I just want what every middle-aged person wants: to remember what it was that I wanted
*trapped in a sinking car*
I should call 911
*car fills with water*
Ugh I hate phone calls
*head barely above water*
Can I just text them
You know that one guy that lives in that one house across from that black dog not the one but the other one, I see now he’s working at that one place kind of downtown by that other place…
-my wife telling a story
Me: Cute cat. What’s his name?
Date: Mr. Yum Yum Burger.
Me: Why can’t a cat just be Mike?
Date: I don’t see a future for us.
Sick and tired of my bank account taking a hit whenever I buy stuff.
[phone rings]
“Is your refrigerator running?”
*looks over at fridge holding a lighter up to a spoon*
“I don’t know what he’s doing anymore.”
He asked if I was into anal, then got all weird when I pulled out my strap-on. Advice?
The Water Board sent me a notice saying that my bill was a year old,
I obviously apologised for forgetting, and sent them a birthday card.
My client has retained me to cancel plans with you.

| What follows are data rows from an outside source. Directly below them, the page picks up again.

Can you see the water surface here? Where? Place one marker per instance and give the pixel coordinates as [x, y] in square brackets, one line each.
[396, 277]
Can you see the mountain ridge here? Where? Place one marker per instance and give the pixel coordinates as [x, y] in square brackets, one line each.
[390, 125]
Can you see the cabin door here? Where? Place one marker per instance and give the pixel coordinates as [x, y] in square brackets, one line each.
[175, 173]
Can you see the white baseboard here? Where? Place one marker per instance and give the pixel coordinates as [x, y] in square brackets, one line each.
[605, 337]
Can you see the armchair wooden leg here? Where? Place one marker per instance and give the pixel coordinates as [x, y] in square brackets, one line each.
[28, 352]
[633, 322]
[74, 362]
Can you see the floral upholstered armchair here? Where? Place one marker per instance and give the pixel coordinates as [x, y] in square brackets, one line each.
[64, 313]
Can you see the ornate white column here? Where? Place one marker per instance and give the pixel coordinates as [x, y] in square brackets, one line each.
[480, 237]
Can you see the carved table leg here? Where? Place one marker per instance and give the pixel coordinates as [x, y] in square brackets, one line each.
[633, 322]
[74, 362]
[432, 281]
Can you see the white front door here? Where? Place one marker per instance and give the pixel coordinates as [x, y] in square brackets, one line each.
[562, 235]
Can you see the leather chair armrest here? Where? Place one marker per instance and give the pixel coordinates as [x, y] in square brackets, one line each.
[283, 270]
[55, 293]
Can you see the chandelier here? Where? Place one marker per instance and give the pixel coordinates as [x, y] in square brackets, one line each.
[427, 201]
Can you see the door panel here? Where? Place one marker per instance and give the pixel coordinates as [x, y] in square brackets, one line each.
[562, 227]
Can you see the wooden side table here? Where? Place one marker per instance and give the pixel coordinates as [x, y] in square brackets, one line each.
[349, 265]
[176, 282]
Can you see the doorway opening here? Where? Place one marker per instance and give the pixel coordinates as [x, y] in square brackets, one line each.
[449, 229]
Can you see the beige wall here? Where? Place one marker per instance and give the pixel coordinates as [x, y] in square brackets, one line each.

facebook: do u wanna look at some memories 🙂
me: nah it’s ok—
facebook: on this day last year you took a cute photo with ur bf who cheated on you and left you for ur friend 🙂
me: [tearing up] th-thanks
Because everyone in Italy is quarantined, the natural wildlife has returned to the water and forests ❤️ We are the virus
I should start a wine company and name the bottles things like “don’t be sad” “he’s not worth it” “you deserve better”!